Pour la pop italienne, les années 2000 ne sont finalement pas si mal (Cremonini et Carboni en tête), les années 2010, carrément meilleures. Et 2017? Grandiose. Je ne parle pas d’une réédition de Battisti ni d’un nouveau Battiato (ni d’une incroyable captation live d’Andrea Boccelli). Ni – désolé – de Phoenix & «Ti Amo». Phoenix, c’est un cliché de l’Italie, au sens de carte postale autant que de lieux communs: la moto, les glaces, les fruits de mer, les graffitis d’amour sur les murs et tutti chianti. Battiato et Battisti sont cités; c’est vrai qu’il aurait été étrange de la part des Versaillais d’évoquer Zucchero et Ramazzotti. La force de «Ti Amo », c’est que c’est de l’exotisme réciproque: pour les Français, parce que, derrière les lunettes de soleil D&G, il y a des clins d’oeil à Battisti (accord 4e Maj7, qu’ils appellent eux-mêmes «l’accord Lucio»), à un état d’esprit 80’s, aux nuits blanches comme le sable, à l’été (en Italie c’est tous les jours le mois d’août); et pour les Italiens parce que c’est le «chic à la française»… accouplé donc à la classe à l’Italienne. Comprenons-nous bien pour Phoenix: tant mieux pour la dimension belvédère fastoche, la musique est aussi là pour générer du fantasme. Et puis : «Tuttifrutti » et «Via Veneto» restent de belles chansons. Mais dans les sorties récentes solo musica italiana, j’ai surtout eu beaucoup de frissons en écoutant : Cesare Cremonini, Cosmo, Iosonouncane, Giorgio Poi, Edda, Colapesce, Coma_Cose, Selton, Canova, Germano, Colombre, Ex-Otago, Calcutta, Dente, Andrea Lazslo De Simone, Gazzelle, Galeffi, Le Luci Della Centrale Elettrica… Des génies retrouvés de la pop italienne.

Un certain magazine musical a récemment posé la question (au programme du bac littéraire circa 2025) : le français est-il une langue pop ? L’italien l’a dans le sang (chaud).
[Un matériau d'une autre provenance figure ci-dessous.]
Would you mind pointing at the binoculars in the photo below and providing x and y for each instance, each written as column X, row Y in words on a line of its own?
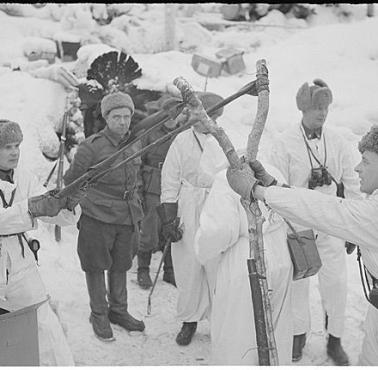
column 319, row 177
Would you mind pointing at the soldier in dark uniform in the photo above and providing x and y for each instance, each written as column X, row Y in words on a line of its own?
column 111, row 215
column 150, row 238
Si l’italien est une langue chantante quand elle est parlée, elle est une langue mélodique quand elle est chantée. Elle ne cache pas sa beauté derrière l’ironie; son romantisme n’est pas pollué par un quelconque deuxième degré. Les italien.ne.s parlent avec les mains ? Elles et ils chantent avec l’âme – l’anima latina, pour paraphraser Battisti. Grande bellezza et mélancolie infinie. S’il peut servir de boussole, Battisti, disons que son ombre – et surtout sa luminosité – planent chez Colombre («Pulviscolo») comme on en trouve chez Giorgio Poi (« Fa Niente »); il y a beaucoup de Battisti chez Germano (« Per Cercare Il Ritmo ») ou chez Selton («Manifesto Tropicale»); il y a du Battisti chez Coma_Cose, un duo à placer «sous surveillance»: « Anima Latina», comme son titre l’indique, rend un hommage sans filtre et émouvant à Lucio. Il y a du Battisti partout comme il y a de l’Italie dappertutto: de Phoenix à Alex Rossi (à venir: son album italo), en passant par du «Italians Do It Better» dans un épisode de la saison 3 de « Twin Peaks», quand Lynch laisse le mot de la fin à Chromatics – il y a encore de l’Italie chez les rappeurs avec l’effet « Gomorra » (SCH, Fianso, L’Algerino & Alonzo, PNL, Worms-t, etc. etc.); il y a de l’Italie partout dans la France pop 2017 et 2018. Et mieux encore : de la pop italienne de luxe dans vos oreilles – le name dropping plus haut est là pour ça. Pour vous inspirer des « Ti Amo » à taguer sur les murs.